5. Discussion and Conclusion
Sacral nerve stimulation (SNS) is a therapeutic medical procedure
to treat overactive bladder and fecal incontinence. In the conventional
SNS procedure, the physician uses 2D fluoroscopic images from a C-
arm device repeatedly to insert the needle near the sacral nerve. This
method solely depends on the physician’s experience and ability and
increases radiation exposure to the physician and the patient. To guide
the needle to the target point, we developed a navigation system during
SNS.
For the registration process, rigid paired-point registration was used
with skin fiducial markers. The centers of the fiducial markers were
tapped with the needle tip in the patient coordinate and localized on CT
images in the image coordinate. We measured the FRE in the free
metallic environment and in the surgical environment. The FRE is the
root mean square error, as expressed by Eq. (2). The measured FREs
were consistent in both environments (Table 1 and Table 2). The
registration error came from the misalignment of the centers of the
fiducial markers between the patient coordinate and the images
coordinate and the variation during the tapping at the centers of the
fiducial markers. And the electromagnetic tracking device contains the
inherent tracking error of the needle tip position. The mean position
error is 0.71±0.43 mm, and it can be changed due to the needle
orientation.21 The FRE can be also increased by the shifting and
movement of skin fiducial markers when used on humans or animals.

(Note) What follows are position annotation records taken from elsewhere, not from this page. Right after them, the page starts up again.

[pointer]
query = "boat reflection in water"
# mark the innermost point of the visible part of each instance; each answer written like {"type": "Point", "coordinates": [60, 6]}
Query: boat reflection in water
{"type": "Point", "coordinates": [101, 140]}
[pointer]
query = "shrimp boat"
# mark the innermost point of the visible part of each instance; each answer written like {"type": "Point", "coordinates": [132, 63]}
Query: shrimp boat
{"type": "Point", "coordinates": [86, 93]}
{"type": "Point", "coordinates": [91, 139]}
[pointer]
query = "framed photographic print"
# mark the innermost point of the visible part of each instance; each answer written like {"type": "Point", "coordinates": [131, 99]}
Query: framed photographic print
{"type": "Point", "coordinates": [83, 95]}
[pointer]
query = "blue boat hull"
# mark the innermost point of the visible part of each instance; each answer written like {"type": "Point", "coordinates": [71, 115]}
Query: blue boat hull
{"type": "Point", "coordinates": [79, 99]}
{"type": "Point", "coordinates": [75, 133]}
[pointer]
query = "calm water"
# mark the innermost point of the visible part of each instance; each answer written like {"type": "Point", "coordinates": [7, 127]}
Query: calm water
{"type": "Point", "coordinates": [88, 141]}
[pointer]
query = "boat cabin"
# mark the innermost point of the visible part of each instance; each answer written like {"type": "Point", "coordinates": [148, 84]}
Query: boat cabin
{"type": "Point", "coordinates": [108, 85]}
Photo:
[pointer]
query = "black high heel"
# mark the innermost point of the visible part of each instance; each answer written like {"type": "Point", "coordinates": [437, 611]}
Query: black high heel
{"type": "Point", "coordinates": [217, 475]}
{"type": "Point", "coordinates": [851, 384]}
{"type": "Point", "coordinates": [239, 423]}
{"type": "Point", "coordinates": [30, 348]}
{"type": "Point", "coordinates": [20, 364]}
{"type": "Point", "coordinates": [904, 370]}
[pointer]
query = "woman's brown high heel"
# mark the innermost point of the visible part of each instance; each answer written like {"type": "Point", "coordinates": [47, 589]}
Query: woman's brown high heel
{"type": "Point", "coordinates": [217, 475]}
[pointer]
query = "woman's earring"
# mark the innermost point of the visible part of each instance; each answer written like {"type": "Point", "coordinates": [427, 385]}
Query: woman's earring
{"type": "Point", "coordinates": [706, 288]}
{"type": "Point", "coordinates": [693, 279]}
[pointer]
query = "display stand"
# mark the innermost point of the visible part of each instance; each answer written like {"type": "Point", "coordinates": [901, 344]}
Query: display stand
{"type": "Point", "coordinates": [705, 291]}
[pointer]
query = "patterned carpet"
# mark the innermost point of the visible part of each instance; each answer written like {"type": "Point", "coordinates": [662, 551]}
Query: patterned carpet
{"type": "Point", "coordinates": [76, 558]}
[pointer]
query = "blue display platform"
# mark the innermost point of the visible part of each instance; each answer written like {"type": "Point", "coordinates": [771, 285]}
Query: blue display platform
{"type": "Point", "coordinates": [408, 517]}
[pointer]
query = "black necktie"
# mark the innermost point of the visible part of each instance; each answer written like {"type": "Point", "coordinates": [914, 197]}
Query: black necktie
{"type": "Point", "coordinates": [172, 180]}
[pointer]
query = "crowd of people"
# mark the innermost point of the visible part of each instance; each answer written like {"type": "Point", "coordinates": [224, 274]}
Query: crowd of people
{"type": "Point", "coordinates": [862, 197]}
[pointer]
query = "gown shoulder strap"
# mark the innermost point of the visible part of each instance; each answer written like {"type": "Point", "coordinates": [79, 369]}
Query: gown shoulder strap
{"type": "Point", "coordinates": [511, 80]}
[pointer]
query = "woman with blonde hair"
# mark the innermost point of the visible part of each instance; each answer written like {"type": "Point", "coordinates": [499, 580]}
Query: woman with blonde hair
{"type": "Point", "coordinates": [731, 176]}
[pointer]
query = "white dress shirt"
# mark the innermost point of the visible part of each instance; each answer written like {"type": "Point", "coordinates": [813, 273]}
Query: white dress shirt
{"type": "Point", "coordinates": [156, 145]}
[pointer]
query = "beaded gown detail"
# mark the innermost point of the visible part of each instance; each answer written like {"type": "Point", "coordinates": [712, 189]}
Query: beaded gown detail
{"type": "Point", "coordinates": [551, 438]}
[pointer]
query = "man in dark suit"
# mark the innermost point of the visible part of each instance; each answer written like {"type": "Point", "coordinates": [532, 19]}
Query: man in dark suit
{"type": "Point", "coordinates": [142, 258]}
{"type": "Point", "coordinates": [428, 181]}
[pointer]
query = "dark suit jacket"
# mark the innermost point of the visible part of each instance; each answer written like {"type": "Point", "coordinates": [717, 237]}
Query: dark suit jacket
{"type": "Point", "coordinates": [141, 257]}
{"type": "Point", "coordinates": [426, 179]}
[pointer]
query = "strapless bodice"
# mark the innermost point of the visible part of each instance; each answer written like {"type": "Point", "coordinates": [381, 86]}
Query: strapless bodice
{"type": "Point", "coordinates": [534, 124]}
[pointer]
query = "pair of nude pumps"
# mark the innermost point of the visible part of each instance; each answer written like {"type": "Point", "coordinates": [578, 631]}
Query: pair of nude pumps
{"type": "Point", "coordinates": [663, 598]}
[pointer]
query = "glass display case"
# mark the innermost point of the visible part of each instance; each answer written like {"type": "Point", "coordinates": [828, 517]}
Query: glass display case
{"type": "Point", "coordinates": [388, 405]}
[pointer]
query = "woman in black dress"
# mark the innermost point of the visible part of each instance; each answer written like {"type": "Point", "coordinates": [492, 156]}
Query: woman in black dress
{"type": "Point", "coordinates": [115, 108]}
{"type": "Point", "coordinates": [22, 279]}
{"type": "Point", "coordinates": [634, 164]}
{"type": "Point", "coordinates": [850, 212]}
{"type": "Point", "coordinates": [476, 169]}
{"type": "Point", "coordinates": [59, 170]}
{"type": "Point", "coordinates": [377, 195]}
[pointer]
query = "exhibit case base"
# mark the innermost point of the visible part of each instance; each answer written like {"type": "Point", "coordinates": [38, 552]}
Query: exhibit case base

The developed navigation system was evaluated in the phantom
model. The UE, which is the distance between the planned target point
and the needle tip in the image coordinate, was measured in the free
metallic environment and in the surgical environment to validate the
feasibility of the system for needle guidance. The phantom model was
contracted as similar situation like the sacrum. The measured UE was
lower than the threshold values, which were the height and width of the
sacral foramen20; they were mainly related to human manipulation error
more than the errors of the navigation system and showed no significant
differences in the free metallic environment and the surgical environment.

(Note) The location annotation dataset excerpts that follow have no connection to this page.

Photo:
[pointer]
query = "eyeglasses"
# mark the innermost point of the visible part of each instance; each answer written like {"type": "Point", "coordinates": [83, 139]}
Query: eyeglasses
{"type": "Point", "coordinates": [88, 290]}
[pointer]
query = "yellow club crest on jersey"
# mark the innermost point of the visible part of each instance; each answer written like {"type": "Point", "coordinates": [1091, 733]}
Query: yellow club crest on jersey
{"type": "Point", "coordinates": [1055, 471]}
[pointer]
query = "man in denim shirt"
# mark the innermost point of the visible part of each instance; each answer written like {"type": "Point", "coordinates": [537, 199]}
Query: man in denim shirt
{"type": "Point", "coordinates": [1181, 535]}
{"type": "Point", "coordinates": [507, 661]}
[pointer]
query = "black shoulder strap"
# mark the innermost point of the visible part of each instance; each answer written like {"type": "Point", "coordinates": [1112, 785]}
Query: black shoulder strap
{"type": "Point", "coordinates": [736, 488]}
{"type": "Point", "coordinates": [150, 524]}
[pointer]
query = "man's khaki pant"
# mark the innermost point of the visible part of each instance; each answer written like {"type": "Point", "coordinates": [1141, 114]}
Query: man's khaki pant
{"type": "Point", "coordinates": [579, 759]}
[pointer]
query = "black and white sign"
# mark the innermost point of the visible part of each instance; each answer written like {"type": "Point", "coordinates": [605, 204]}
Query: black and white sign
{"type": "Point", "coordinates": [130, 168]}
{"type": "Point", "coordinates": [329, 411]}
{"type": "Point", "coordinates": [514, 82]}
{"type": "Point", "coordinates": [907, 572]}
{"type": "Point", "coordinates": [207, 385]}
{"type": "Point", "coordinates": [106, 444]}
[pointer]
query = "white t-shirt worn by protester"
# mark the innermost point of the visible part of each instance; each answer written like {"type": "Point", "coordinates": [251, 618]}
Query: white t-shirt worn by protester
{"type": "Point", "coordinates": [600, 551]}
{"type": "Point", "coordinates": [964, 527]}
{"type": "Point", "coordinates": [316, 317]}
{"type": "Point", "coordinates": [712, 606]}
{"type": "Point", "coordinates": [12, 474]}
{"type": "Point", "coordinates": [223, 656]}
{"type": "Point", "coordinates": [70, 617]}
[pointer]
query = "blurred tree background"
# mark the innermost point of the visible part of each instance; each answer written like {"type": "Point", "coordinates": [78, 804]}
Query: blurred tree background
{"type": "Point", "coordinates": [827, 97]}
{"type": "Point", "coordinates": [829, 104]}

From the experimental results, we compared the findings here with
related studies involving an electromagnetic tracking device for needle
guidance. Most studies reported the FRE for the misalignment between
the image coordinate and the patient coordinate. The experimental
environments have differences, such as the use of a phantom and a
swine model6 and a cadaver model21. Banovac et al.6 and Khan et al.21
measured the overall error, which is the distance between the needle tip
point and the target point in the control CT scan. Krücker et al.22
measured the system error, which is the distance in the image coordinate
between the needle tip position and the actual needle. There are
limitations in this study. We did not operate the whole SNS procedures
during experiments and only inserted the needle using the developed
navigation. After the needle insertion, it is necessary to identify the
electrode location from medical images or muscle reaction from an
electrical stimulation. Additionally, our developed navigation was tested
in the phantom model, not in vivo although it was tested in the surgical
environment.
The navigation system developed here allow for accurate needle
insertion in conditioned environments. Needle insertion was performed
in a free metallic environment and in a surgical environment. After the
insertion of the needle, the UE was measured for an evaluation of the
quality of the needle insertion. However, rectifying the overall error
remains a challenge, and in vivo accuracy assessments offer a topic for
future work. We believe that our navigation approach has the potential
to improve clinical treatments for SNS considerably. To support the
clinical application of this system, there are remaining issues to be
assessed regarding the developed navigation system before it can be
used in an in vivo environment.
ACKNOWLEDGEMENT
This research was supported by Basic Science Research Program
through the National Research Foundation of Korea (NRF) funded by
the Ministry of Science, ICT & Future Planning (2010-0022871).